SOC 324 -- Sociology of Sexuality
Description: Impact of individual and community sexual attitudes and behaviors on other sociological and psychological functioning.
SOC 459 -- Sociology of Gender
Professor Dolan and Professor Molina
Description: Social construction, variation and consequences of gender categories across time and space. Topical (decision-making, deviance) and institutional (family, religion, politics) approaches.
W S 307/MA 307 -- Chicana Feminisms: History, Theory and Practice
Description: This interdisciplinary course will examine key literary, theoretical, and popular texts that have informed Chicana feminist discourse since the 1960s. One of the goals of this course is to achieve a more nuanced comprehension of a diverse and dynamic body of thought that is too often homogenized. We will therefore study the contestations and competing frameworks that exist among Chicana feminists. While our principal engagement will be with materials produced by Chicanas, we will also situate these works historically and socially by investigating their relations to three closely related fields: Chicano studies, Women's Studies, and Latino Studies.

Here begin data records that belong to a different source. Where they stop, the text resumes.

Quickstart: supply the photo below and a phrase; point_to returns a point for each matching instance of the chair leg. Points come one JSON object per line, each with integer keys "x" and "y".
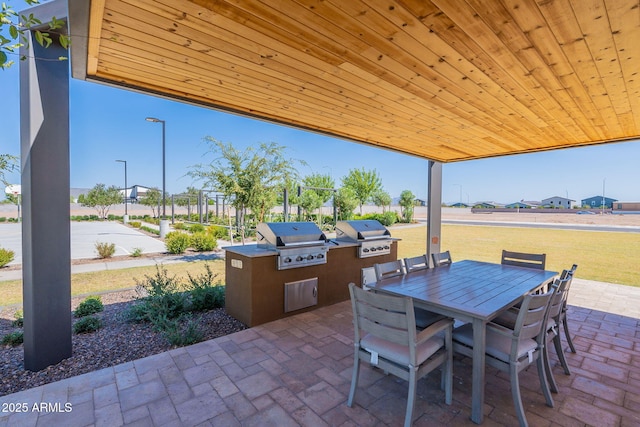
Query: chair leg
{"x": 517, "y": 399}
{"x": 354, "y": 378}
{"x": 568, "y": 335}
{"x": 547, "y": 368}
{"x": 557, "y": 342}
{"x": 411, "y": 397}
{"x": 543, "y": 382}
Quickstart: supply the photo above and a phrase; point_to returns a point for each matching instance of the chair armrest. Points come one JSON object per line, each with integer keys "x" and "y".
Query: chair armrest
{"x": 433, "y": 329}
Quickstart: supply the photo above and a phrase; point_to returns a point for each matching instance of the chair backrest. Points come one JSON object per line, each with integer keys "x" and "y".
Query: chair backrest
{"x": 386, "y": 317}
{"x": 384, "y": 270}
{"x": 532, "y": 318}
{"x": 522, "y": 259}
{"x": 559, "y": 295}
{"x": 368, "y": 277}
{"x": 442, "y": 258}
{"x": 416, "y": 263}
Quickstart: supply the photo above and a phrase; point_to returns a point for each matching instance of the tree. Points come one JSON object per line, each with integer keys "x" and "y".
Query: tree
{"x": 102, "y": 198}
{"x": 251, "y": 179}
{"x": 363, "y": 183}
{"x": 152, "y": 198}
{"x": 381, "y": 198}
{"x": 406, "y": 203}
{"x": 18, "y": 27}
{"x": 8, "y": 163}
{"x": 345, "y": 202}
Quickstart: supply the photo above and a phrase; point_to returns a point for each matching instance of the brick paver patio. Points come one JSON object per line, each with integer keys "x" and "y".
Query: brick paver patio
{"x": 297, "y": 371}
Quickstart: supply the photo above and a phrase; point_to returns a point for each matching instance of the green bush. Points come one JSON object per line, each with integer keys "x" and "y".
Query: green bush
{"x": 203, "y": 242}
{"x": 137, "y": 252}
{"x": 177, "y": 242}
{"x": 19, "y": 319}
{"x": 87, "y": 325}
{"x": 91, "y": 305}
{"x": 6, "y": 256}
{"x": 105, "y": 250}
{"x": 206, "y": 292}
{"x": 13, "y": 339}
{"x": 149, "y": 229}
{"x": 196, "y": 228}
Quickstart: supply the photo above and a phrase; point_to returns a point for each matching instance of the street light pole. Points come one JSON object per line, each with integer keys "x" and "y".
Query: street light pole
{"x": 164, "y": 180}
{"x": 126, "y": 197}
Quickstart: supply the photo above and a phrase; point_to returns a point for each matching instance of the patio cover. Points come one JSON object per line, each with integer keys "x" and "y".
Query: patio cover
{"x": 446, "y": 80}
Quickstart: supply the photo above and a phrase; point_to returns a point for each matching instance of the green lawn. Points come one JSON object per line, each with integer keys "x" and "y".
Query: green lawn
{"x": 603, "y": 256}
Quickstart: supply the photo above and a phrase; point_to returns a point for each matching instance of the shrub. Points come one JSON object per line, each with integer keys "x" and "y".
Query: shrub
{"x": 87, "y": 325}
{"x": 203, "y": 242}
{"x": 137, "y": 252}
{"x": 6, "y": 256}
{"x": 19, "y": 322}
{"x": 105, "y": 250}
{"x": 196, "y": 228}
{"x": 206, "y": 293}
{"x": 91, "y": 305}
{"x": 176, "y": 242}
{"x": 13, "y": 339}
{"x": 219, "y": 232}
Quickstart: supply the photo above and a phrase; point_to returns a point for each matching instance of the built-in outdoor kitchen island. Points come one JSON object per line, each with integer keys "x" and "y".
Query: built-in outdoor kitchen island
{"x": 294, "y": 268}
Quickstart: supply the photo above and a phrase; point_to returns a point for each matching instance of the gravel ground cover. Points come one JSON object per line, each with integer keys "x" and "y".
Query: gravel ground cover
{"x": 116, "y": 342}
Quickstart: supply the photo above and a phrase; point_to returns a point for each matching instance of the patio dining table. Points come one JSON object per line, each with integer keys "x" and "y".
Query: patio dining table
{"x": 470, "y": 291}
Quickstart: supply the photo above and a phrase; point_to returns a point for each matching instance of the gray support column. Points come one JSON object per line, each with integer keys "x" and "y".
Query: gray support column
{"x": 46, "y": 252}
{"x": 434, "y": 209}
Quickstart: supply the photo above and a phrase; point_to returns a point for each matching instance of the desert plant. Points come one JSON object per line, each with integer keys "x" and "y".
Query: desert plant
{"x": 87, "y": 325}
{"x": 13, "y": 339}
{"x": 105, "y": 250}
{"x": 6, "y": 256}
{"x": 206, "y": 292}
{"x": 19, "y": 319}
{"x": 137, "y": 252}
{"x": 91, "y": 305}
{"x": 203, "y": 242}
{"x": 177, "y": 242}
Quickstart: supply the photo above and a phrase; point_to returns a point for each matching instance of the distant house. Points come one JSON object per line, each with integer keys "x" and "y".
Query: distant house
{"x": 596, "y": 202}
{"x": 521, "y": 205}
{"x": 487, "y": 205}
{"x": 556, "y": 202}
{"x": 626, "y": 206}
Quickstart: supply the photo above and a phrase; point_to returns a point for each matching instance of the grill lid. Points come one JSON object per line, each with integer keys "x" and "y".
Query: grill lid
{"x": 359, "y": 230}
{"x": 289, "y": 234}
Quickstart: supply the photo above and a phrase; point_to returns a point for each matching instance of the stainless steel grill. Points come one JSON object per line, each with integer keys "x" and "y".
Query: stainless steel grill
{"x": 298, "y": 244}
{"x": 372, "y": 237}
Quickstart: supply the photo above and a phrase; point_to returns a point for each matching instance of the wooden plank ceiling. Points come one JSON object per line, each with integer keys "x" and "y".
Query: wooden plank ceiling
{"x": 446, "y": 80}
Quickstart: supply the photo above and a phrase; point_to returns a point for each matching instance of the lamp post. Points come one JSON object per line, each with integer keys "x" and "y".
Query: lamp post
{"x": 125, "y": 219}
{"x": 163, "y": 227}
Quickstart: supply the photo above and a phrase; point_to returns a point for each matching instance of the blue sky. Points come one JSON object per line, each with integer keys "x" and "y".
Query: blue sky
{"x": 109, "y": 124}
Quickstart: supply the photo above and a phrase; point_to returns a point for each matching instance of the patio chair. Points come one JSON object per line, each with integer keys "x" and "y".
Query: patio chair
{"x": 563, "y": 314}
{"x": 522, "y": 259}
{"x": 386, "y": 336}
{"x": 553, "y": 334}
{"x": 442, "y": 258}
{"x": 416, "y": 263}
{"x": 512, "y": 350}
{"x": 385, "y": 270}
{"x": 368, "y": 277}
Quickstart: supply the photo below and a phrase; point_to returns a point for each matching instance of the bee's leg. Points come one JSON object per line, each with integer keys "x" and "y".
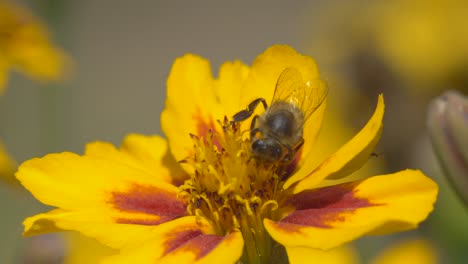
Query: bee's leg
{"x": 253, "y": 129}
{"x": 298, "y": 146}
{"x": 244, "y": 114}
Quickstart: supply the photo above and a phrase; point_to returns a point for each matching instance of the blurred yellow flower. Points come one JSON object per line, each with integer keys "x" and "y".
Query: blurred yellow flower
{"x": 226, "y": 206}
{"x": 414, "y": 251}
{"x": 7, "y": 166}
{"x": 25, "y": 46}
{"x": 420, "y": 42}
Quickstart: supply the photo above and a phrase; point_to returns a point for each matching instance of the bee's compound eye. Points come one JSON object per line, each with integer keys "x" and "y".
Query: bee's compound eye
{"x": 267, "y": 149}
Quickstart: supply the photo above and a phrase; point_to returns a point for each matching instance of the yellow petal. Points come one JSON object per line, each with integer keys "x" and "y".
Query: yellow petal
{"x": 231, "y": 79}
{"x": 328, "y": 217}
{"x": 96, "y": 193}
{"x": 97, "y": 225}
{"x": 191, "y": 104}
{"x": 151, "y": 149}
{"x": 340, "y": 255}
{"x": 183, "y": 243}
{"x": 3, "y": 73}
{"x": 81, "y": 249}
{"x": 349, "y": 158}
{"x": 415, "y": 251}
{"x": 147, "y": 153}
{"x": 7, "y": 166}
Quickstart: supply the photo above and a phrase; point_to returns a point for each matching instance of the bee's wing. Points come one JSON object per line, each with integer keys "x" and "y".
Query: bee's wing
{"x": 292, "y": 89}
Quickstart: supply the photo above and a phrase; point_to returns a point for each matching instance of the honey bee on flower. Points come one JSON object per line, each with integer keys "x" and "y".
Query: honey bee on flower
{"x": 276, "y": 135}
{"x": 219, "y": 206}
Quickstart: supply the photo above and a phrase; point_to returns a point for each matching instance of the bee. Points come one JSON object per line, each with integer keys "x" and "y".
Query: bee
{"x": 277, "y": 134}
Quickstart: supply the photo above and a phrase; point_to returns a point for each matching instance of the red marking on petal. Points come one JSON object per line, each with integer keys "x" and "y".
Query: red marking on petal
{"x": 324, "y": 206}
{"x": 148, "y": 200}
{"x": 203, "y": 244}
{"x": 177, "y": 239}
{"x": 206, "y": 129}
{"x": 155, "y": 221}
{"x": 291, "y": 168}
{"x": 194, "y": 241}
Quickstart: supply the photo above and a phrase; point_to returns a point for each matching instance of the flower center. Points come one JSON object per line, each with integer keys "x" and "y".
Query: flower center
{"x": 232, "y": 189}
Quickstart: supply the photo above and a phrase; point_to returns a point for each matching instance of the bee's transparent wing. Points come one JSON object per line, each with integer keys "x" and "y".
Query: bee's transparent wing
{"x": 306, "y": 96}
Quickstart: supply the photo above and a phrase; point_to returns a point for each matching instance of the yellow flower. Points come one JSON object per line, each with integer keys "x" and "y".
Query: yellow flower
{"x": 25, "y": 46}
{"x": 415, "y": 251}
{"x": 7, "y": 166}
{"x": 222, "y": 204}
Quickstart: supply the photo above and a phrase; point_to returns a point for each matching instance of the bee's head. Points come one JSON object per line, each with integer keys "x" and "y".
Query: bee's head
{"x": 267, "y": 149}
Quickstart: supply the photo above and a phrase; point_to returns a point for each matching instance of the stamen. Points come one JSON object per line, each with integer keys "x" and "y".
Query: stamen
{"x": 232, "y": 189}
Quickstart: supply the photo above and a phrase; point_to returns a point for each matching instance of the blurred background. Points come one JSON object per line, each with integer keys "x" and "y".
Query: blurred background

WS354/ENGL354 Feminist Literary Theories
Description: This class investigates and practices a range of feminist approaches to literary representation, including those derived from the "French feminist" school, poststructuralism, psychoanalytic theory, critical race theory, and transnational feminist practices. Class material includes both theoretical and literary texts, as well as films and videos.
WS 400 001 & 2H, Gender, Culture & Capitalism
Description: This course explores the ways that gender, race, ethnicity, and sexuality -- understood as discursive practices -- constitute and are constituted by economic processes. In order to lay the theoretical ground for this exploration, we will read fundamental texts of liberal and Marxist theory, various attempts to integrate Marxist, feminist and anti-racist analyses, and theories that situate "cultural" formations in relation to industrialization, globalization, and international divisions of labor. We will examine how ideologies of equality, individualism, meritocracy and democracy affect our perceptions of class and other systemic oppressions, explore the motives behind and consequences of locating class difference in income, education, kinds of labor, or relations of production, and examine the ways people perform (are compelled to enact) class, race, gender and sexual differences. We will also take up numerous case studies, analyzing the discourses of class, gender, race and sexuality as they are deployed in and promoted by cultural texts (film, fiction, news media) that engage issues such as domestic labor, sweatshops, prisons, welfare, and affirmative action.
WS 539, Feminist Theories
Description: This course will provide a (necessarily incomplete) survey of major issues, debates and texts of feminist theorizing. It will situate feminist theories in relation to a variety of other politically significant theories (including liberalism, Marxism, psychoanalysis, poststructuralism, critical race theory and postcolonial theory). It will also explore the role of theory in social movements and focus on theory-making as itself a political practice.
W S 696J - Sexuality and Aesthetics: Camp, Kitsch and Visual Culture
Description: Camp and kitsch may seem like silly categories, but that "low brow" status has arguably made them into compelling sites for critical exploration. At their best (or worst), camp and kitsch can realign interpretations to make ideas, ideals, texts, and icons meaningful to particular social groups (such as those defined by sexual affiliations, ethnicity, age, fandom). For over a century, the terms have generated lively debates: Where is the camp/effect produced? How do they activate, engage, or talk back to power? Where are they complicit with prevailing ideologies? What is the role of intention? What aspects of camp and kitsch trade in critical parody and what simply ridicule? What are the intersections with sexualities, ethnicities, industrialization and age?